REF is the 5 yearly exercise to assess the quality of UK university research, the results of which are crucial for both funding and prestige. In 2014, I served on the sub-panel that assessed computing submissions. Since, the publication of the results I have been using public domain data from the REF process in order to validate the results using citation data.
The results have been alarming suggesting that, despite the panel’s best efforts to be fair, in fact there was significant bias both in terms of areas of computer science and types of universities. Furthermore the first of these is also likely to have led to unintentional emergent gender bias.
I’ve presented results of this at a bibliometrics workshop at WebSci 2015 and at a panel at the British HCI conference a couple of weeks ago. However, I am aware that the full data and spreadsheets can be hard to read, so in a couple of posts I’ll try to bring out the main issues. A report and mini-site describes the methods used in detail, so in these posts I will concentrate on the results, and implications, starting in this post by setting the scene seeing how REF ranked sub-areas of computing and the use of citations for validation of the process. The next post will look at how UK computing sits amongst world research, and whether this agrees with the REF assessment.
Few in UK computing departments will have not seen the ranking list produced as part of the final report of the computing REF panel.
Here topic areas are ranked by the percentage of 4* outputs (the highest rank). Top of the list is Cryptography, with over 45% of outputs ranked 4*. The top of the list is dominated by theoretical computing areas, with 30-40% 4*, whilst the more applied and human areas are at the lower end with less than 20% 4*. Human-centred computing and collaborative computing, the areas where most HCI papers would be placed, are pretty much at the bottom of the list, with 10% and 8.8% of 4* papers respectively.
Even before this list was formally published I had a phone call from someone in an institution where the knowledge of it had obviously leaked.

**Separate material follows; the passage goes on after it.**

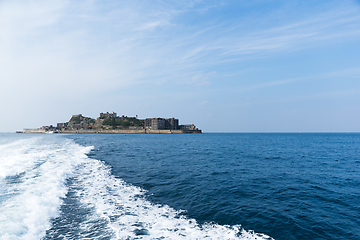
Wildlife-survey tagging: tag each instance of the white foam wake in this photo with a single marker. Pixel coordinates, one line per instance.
(33, 177)
(33, 173)
(128, 215)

Their department was interviewing for a lectureship and the question being asked was whether they should be recruiting candidates from HCI as this will clearly not be good looking towards REF 2020.
Since then I have heard of numerous institutions who are questioning the value of supporting these more applied areas, due to their apparent poor showing under REF.
In fact, even taken at face value, the data says nothing at all about the value in particular departments., and the sub-panel report includes the warning “These data should be treated with circumspection“.
There are three possible reasons any, or all of which would give rise to the data:
- the best applied work is weak — including HCI :-/
- long tail — weak researchers choose applied areas
- latent bias — despite panel’s efforts to be fair
I realised that citation data could help disentangle these.
There has been understandable resistance against using metrics as part of research assessment. However, that is about their use to assess individuals or small groups. There is general agreement that citation-based metrics are a good measure of research quality en masse; indeed I believe HEFCE are using citations to verify between-panel differences in 4* allocations, and in Morris Sloman’s post REF analysis slides (where the table above first appeared), he also uses the overall correlation between citations and REF scores as a positive validation of the process.
The public domain REF data does not include the actual scores given to each output, but does include citations data provided by Scopus in 2013. In addition, for Morris’ analysis in late 2014, Richard Mortier (then at Nottingham, now at Cambridge) collected Google Scholar citations for all REF outputs.
Together, these allow detailed citation-based analysis to verify (or otherwise) the validity of the REF outputs for computer science.
I’ll go into details in following posts, but suffice to say the results were alarming and show that, whatever other effects may have played a part, and despite the very best efforts of all involved, very large latent bias clearly emerged during the progress.